Nymphes dansant avec des satyres
VI
Je renonce à dire l'animation qui régna dans nos groupes dès que l'on tint, du Roi lui-même, que l'on allait voir le Messie. Il se trouva des gens qui dès auparavant s'en doutaient. On loua leur retenue. Mais la plupart furent émus très profondément. On en faillit négliger le boire et le manger. Des dames passèrent les nuits à regarder les astres, de leurs beaux yeux nus, dans l'espoir intime de quelque signe privilégié. Quelques-unes confessèrent avoir reçu confirmation particulière de l'événement. On se fit mille descriptions de la figure qu'on imaginait au Messie. On négligea les nègres. On se pardonna les injures. On s'occupa de la tenue que l'on aurait au jour de la présentation. On déplora de n'avoir pas été prévenu plus tôt, à cause des robes et des parures. On se dépita, s'injuria de nouveau ; l'humeur fut exécrable.

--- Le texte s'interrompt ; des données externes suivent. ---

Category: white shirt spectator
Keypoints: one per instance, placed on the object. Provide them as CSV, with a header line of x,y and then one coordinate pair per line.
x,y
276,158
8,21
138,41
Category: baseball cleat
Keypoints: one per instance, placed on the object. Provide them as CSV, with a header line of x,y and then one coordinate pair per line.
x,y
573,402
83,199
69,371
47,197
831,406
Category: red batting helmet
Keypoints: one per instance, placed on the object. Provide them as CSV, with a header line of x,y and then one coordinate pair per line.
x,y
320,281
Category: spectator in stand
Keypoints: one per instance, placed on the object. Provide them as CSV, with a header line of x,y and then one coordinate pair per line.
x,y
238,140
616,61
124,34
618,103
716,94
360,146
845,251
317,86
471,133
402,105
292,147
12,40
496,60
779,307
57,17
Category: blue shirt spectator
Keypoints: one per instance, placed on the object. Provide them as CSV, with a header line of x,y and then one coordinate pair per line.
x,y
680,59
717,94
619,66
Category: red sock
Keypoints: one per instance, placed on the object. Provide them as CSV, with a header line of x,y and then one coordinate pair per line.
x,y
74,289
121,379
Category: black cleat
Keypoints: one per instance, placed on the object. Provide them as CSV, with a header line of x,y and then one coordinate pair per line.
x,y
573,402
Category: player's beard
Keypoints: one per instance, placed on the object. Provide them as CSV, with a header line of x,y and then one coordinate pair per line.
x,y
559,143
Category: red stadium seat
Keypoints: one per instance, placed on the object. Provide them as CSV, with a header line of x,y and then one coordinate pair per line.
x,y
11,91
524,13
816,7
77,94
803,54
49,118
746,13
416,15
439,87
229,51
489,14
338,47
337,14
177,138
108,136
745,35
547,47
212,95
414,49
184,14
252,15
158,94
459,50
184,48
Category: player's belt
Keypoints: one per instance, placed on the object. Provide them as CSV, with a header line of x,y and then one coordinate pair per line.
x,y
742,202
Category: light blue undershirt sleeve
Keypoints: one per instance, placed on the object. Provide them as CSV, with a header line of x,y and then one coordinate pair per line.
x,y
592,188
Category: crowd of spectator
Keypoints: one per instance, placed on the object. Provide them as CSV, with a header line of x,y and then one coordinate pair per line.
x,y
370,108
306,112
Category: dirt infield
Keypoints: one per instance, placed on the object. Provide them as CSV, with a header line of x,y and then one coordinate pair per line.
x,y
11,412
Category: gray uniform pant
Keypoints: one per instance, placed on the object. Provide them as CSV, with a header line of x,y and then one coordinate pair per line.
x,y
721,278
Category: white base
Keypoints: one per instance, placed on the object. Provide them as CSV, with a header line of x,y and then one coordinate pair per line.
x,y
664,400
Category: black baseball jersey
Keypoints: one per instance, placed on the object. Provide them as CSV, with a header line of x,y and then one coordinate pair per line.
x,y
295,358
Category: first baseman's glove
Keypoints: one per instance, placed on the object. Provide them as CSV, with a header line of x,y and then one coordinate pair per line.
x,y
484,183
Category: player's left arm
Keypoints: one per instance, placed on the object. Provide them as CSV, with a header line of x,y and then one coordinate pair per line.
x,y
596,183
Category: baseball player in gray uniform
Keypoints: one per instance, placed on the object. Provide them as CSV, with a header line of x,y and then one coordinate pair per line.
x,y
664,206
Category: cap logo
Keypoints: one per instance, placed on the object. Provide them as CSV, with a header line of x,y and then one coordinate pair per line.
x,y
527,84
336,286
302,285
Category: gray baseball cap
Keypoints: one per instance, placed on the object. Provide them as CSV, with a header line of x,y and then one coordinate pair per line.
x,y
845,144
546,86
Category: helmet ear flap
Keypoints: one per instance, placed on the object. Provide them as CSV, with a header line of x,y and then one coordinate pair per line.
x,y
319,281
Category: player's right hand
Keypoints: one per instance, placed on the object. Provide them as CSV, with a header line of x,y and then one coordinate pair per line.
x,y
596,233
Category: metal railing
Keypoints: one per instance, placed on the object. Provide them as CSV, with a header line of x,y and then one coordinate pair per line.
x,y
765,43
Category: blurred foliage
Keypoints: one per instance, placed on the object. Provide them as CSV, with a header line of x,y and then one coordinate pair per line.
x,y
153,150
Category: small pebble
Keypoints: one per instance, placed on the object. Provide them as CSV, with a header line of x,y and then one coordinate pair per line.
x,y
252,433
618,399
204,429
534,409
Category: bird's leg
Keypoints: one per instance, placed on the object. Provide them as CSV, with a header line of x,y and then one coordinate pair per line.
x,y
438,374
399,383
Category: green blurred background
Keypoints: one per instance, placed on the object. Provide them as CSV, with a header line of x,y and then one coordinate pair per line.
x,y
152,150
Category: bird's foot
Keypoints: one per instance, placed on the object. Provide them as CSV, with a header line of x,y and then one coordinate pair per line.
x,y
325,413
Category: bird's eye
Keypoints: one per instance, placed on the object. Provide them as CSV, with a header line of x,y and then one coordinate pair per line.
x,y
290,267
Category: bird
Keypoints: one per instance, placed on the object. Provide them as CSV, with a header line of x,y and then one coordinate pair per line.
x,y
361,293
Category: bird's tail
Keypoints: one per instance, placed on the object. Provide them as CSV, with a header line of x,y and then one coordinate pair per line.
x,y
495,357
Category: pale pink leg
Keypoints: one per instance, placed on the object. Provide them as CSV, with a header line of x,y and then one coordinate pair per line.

La maison du Roi dut abandonner plusieurs tentures riches et vénérables, quoique Xerxès y eût fait représenter la prise d'Athènes et la Victoire des Thermopyles, qu'il s'attribuait. On les coupa ; se les partagea ; en couvrit les selles des chevaux et des mules. Nous passions seuls des nuits calmes, ma petite esclave et moi ; et lui ôtant ses bandeaux, je lui faisais des contes, comme elle les aime, c'est-à-dire de ceux qui ne peuvent point arriver.